Vendor (3rd Party) Security Assessments are very important and more importantly they help you build a better enterprise security program. Here’s how they help you build a better Security Program:
- Vendor Security Assessments are best done BEFORE you establish a vendor relationship. Once your vendor has a signed contract and they are connected to your network or sharing data it’s going to be very hard to get them to self-select the correct security behaviors especially if security investment is involved. In order to do a Vendor Security Assessment before a vendor relationship is established, a Security team should be establishing relationships with their business peers so that their business peers will include Security during business and contract negotiations. Often this an opportunity to ensure your vendors make the proper security investments and are good custodians of your data BEFORE a contract is signed. This is a fantastic way to drive awareness of security throughout the company and help to establish relationships to push the security agenda forward.

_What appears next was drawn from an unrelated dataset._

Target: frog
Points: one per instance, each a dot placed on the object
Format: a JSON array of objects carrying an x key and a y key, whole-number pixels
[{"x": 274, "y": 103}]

- Vendor Security Assessments get people talking about risk management. If you’ve done a security assessment before you know there are always findings, sometimes those findings are cost prohibitive for your vendor to fix but you still need them to do business. This gets people talking about risk, finding a common definition of risk, and discussing how much risk they’d accept in order to do business. If the Security is tied into your Enterprise Risk Management Program (and it should be), the practice of talking about risk will absolutely up-level the quality of Enterprise Risks once you give everything time to soak in.
- Security Assessments always have findings. If you are doing Vendor Security Assessments you should be conducting some remediation activities and following up to make sure your vendors remediate security deficiencies. This is good for a couple reasons – namely it lets your vendors know your company takes security seriously, it’s also a good practice for Security staff to work on various soft-skills that make them great Security Operators.
- Vendor Security Assessments can be complex. Conducting security assessments of vendors and partners can be very involved, and no matter how mature of checklist you have there’s always a twist or interpretation required for a security control. This makes for stronger in-house Security Analysts or Security Engineers, and when the time comes for them to assess internal designs, or submit security requirements they will be more proficient at the task from having extensive Vendor Security Assessment experience.
Vendor Security Assessments are hard to do well. Let’s face it — in most cases your Security needs to get out in front of fast moving business peers who have their own business goals and don’t want to slow down or wait for a Security Assessment of the Vendor and any remediation time. For small Security teams in large organizations, this is a kin to chasing a bear with a bb gun. At the end of the day, the most important thing is that you look at the Security of your vendors and partners–they can lose your data, violate your privacy policy, and violate your compliance standing. To do this right means you’re driving awareness within your organization to self-select the correct security behaviors and developing your internal staff so they can do the other parts of their job better.